Initialize the Ultravox Realtime LLM service.

Parameters:
  • params – Configuration parameters for the model.

  • settings – Ultravox Realtime LLM settings. If provided, the settings values take precedence over default values.

  • one_shot_selected_tools – ToolsSchema for tools to use with this call. May only be set with OneShotInputParams.

  • **kwargs – Additional arguments passed to parent LLMService.

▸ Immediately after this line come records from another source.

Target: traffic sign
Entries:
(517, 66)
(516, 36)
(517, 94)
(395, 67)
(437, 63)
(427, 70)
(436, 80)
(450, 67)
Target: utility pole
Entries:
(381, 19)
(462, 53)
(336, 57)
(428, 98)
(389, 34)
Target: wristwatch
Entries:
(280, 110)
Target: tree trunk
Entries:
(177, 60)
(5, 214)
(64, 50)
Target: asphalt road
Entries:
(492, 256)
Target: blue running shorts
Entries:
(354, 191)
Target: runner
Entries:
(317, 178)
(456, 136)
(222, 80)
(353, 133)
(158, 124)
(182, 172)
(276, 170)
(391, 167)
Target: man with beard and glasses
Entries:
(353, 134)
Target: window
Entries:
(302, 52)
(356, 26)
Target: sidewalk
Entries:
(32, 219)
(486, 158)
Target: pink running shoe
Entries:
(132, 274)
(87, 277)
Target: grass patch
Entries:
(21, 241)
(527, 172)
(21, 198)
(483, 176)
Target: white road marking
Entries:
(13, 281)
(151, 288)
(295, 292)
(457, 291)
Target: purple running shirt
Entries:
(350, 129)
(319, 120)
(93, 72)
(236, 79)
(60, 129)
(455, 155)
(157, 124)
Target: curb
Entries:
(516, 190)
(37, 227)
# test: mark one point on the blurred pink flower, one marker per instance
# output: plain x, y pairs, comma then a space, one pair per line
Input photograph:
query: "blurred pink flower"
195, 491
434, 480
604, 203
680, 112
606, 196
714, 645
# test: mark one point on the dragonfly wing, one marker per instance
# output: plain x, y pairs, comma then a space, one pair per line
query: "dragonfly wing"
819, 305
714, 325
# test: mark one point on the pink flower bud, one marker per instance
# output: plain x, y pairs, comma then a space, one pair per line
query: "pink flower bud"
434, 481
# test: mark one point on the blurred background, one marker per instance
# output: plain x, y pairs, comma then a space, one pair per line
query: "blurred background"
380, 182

can_generate_metrics() bool[source]

Check if the service can generate usage metrics.

Returns:

True if metrics generation is supported.

async start(frame: StartFrame)[source]

Start the service and establish connection.

Parameters:

frame – The start frame.

async stop(frame: EndFrame)[source]

Stop the service and close connections.

Parameters:

frame – The end frame.

async cancel(frame: CancelFrame)[source]

Cancel the service and close connections.

Parameters:

frame – The cancel frame.

async process_frame(frame: Frame, direction: FrameDirection)[source]

Process incoming frames for the Ultravox Realtime service.

Parameters:
  • frame – The frame to process.

  • direction – The frame processing direction.